Team

Pam Wuichet
Founder & Senior Partner, Atlanta
Pam Wuichet has more than 25 years of fundraising experience and a passion for working on ventures that bridge the public and private sectors, deliver a more comprehensive solution to a complex social issue and leverage new and existing resources.
Pam provides the strategic direction for Project Resource Group and management leadership to all partners and other stakeholders in our firm.
She provides oversight for product development and deliverables for the full range of our clients and leads selected client engagements. Her fundraising and program development experience is particularly strong in working with professionally staffed foundations and a myriad of global health institutions. On a local and personal level, Pam is involved in her community with a nationally recognized youth development program, Moving in the Spirit, which uses dance to positively transform the lives of inner city youth and whose teen members have achieved a 100% high school graduation rate for the last five years. Sustainable living is very much a part of her and her husband's lives (he is an accomplished professional photographer whose work is featured on this site), as evidenced by their support of food cooperatives and eco-friendly living and development.

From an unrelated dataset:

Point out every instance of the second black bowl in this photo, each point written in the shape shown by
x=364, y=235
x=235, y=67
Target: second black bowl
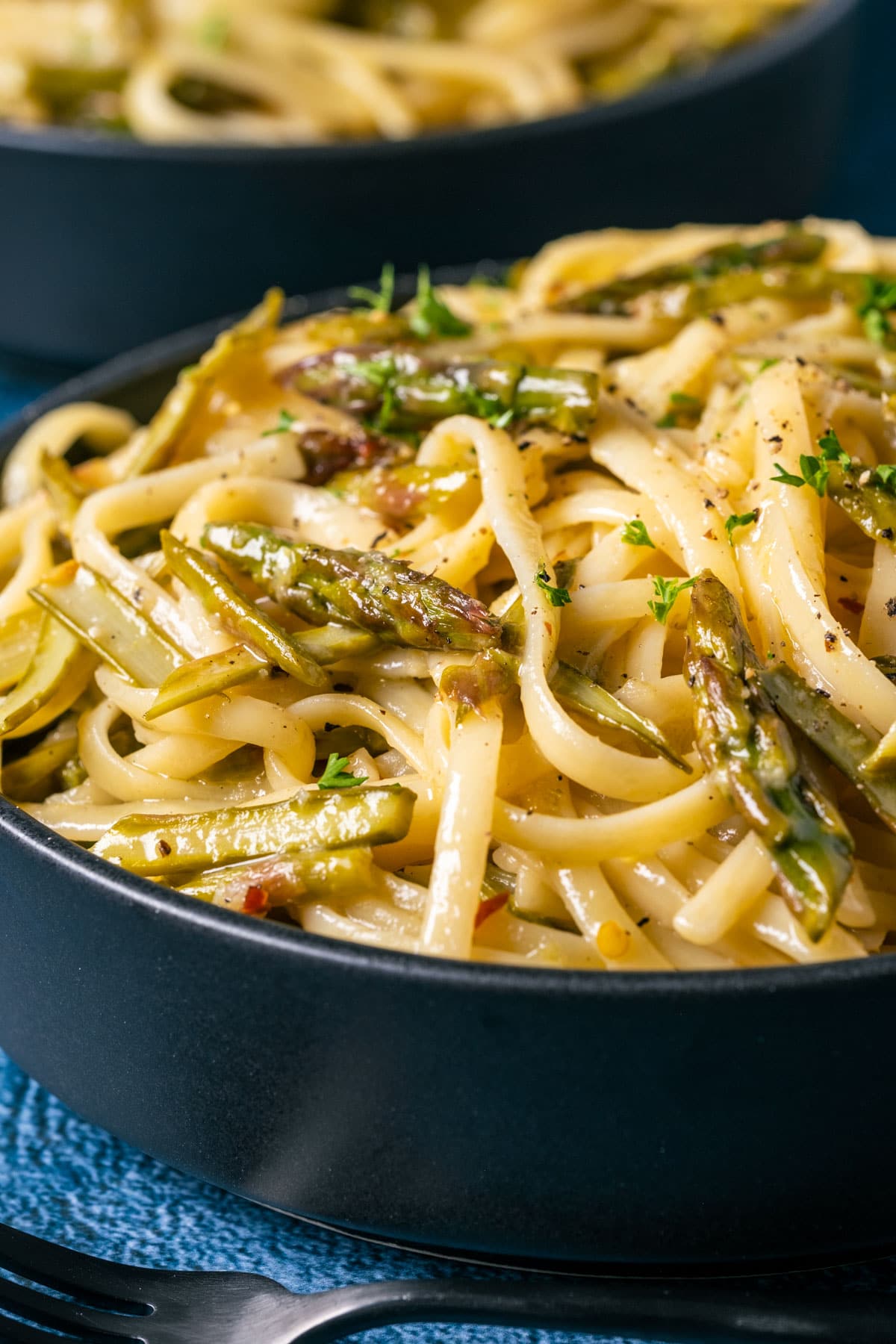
x=105, y=243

Prior to founding Project Resource Group, Pam served as Director of Development for The Carter Center and also for The Task Force for Global Health. With both organizations, she worked closely with board members, senior management, and program directors to develop as well as market new initiatives, particularly in the area of neglected diseases. To further this work, she traveled extensively within Africa, Latin America, Europe and Asia to cultivate donor and program partnerships. Previously Pam held the position of Associate Vice President for Corporate and Foundation Relations at Emory University and initiated the Foundation Relations Office at Rollins College in Florida. She has served as a faculty member for Proposal Writing Institutes sponsored by the Council for the Advancement and Support of Education, and as a member of grant review panels for the National Endowment for the Humanities. She wrote the chapter on collaboration and fundraising for Foundation Fund Raising: Challenges and Solutions, which was published in 2001 by Jossey-Bass. Pam received her B.A. in Art History from Mary Washington College.